Gene expression in rats after phenylhydrazine (PHZ) induced haemolysis. Duodenal enterocytes and liver tissue were isolated from rats at various time points following PHZ induced haemolysis. Total RNA was extracted and gene expression determined by ribonuclease protection assay (RPA) using 5 μg of RNA, as described in the methods. Representative RPAs are shown for each gene (A). Band intensities were quantitated by densitometry, corrected for loading using GAPDH as a control, and graphed as a proportion of GAPDH (B). Data represent the mean (SEM) of five animals. Statistical significance is shown relative to day 0: *p<0.05, **p<0.01. Dcytb, duodenal cytochrome b; DMT1, divalent metal transporter 1; GAPDH, glyceraldehyde-3-phosphate dehydrogenase.

Figure 6

Divalent metal transporter 1 (DMT1) protein expression in rats after phenylhydrazine (PHZ) induced haemolysis.

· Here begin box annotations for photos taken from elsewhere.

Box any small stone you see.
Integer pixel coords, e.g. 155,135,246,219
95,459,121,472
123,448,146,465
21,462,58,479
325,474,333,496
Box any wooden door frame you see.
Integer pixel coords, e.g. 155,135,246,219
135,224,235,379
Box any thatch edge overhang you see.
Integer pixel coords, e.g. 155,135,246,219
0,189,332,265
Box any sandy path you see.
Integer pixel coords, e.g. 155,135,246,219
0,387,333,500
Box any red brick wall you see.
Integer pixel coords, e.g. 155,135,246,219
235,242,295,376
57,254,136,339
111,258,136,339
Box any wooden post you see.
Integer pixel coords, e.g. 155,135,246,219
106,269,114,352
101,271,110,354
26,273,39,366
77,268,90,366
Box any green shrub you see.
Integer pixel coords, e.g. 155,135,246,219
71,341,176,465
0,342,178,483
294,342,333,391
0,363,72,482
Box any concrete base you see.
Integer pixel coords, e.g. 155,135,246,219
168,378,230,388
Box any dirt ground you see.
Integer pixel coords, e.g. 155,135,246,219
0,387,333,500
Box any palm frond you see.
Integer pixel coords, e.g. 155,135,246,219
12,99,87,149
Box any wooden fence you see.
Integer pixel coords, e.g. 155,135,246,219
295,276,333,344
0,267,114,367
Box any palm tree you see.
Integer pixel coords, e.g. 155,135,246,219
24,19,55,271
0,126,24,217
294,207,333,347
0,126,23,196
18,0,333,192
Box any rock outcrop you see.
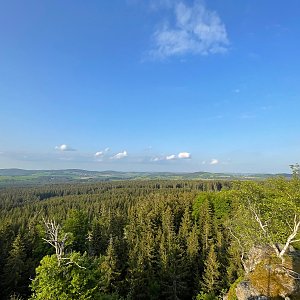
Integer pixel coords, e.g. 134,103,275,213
225,247,300,300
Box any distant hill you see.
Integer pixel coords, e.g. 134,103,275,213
0,169,291,186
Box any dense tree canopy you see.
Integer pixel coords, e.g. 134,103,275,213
0,178,300,300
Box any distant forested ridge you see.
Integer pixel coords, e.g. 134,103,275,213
0,169,290,188
0,179,300,300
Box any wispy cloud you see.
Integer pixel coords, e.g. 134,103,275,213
55,144,76,152
178,152,191,159
151,152,191,162
94,147,110,158
95,151,104,157
150,1,229,59
166,154,177,160
209,158,219,165
111,150,128,159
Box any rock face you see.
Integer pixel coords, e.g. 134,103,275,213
228,247,300,300
235,280,268,300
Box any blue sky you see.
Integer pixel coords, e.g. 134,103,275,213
0,0,300,173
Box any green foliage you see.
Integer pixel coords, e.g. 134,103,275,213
231,178,300,251
31,252,101,300
63,210,89,253
0,181,234,300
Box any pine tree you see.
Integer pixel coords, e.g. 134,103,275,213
4,233,28,294
201,244,220,293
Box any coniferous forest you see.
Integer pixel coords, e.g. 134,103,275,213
0,177,300,300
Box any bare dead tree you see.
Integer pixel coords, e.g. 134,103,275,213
43,219,68,263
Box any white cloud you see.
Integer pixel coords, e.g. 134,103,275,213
55,144,75,151
151,157,163,161
150,1,229,59
166,154,176,160
111,150,128,159
209,158,219,165
95,151,104,157
178,152,191,159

Duodenal enterocytes were isolated from rats at various time points, as described in the methods. Protein was extracted from enterocytes and analysed by western blotting using antibodies specific to DMT1 and actin. A representative blot is shown above. Band intensities were quantitated by densitometry, corrected for loading using actin as a control and graphed as a proportion of actin. Data represent the mean (SEM) of five animals. Statistical significance is shown relative to day 0: *p<0.05, **p<0.01.

Figure 7

Ireg1 protein expression in rats after phenylhydrazine (PHZ) induced haemolysis. Duodenal enterocytes were isolated from rats at various time points, as described in the methods. Protein was extracted from enterocytes and analysed by western blotting using antibodies specific to Ireg1 and actin. A representative blot is shown (A). Band intensities were quantitated by densitometry, corrected for loading using actin as a control and graphed as a proportion of actin. Duodenal sections from day 0 and day 4 animals were analysed by immunofluorescence using antibodies specific for Ireg1, as described in the methods. Representative sections are shown indicating the apical (a) and basal (b) side of the epithelium (B). Data represent the mean (SEM) of five animals. Despite the increase in Ireg1, no statistically significant difference was observed between any treatment group and day 0 animals.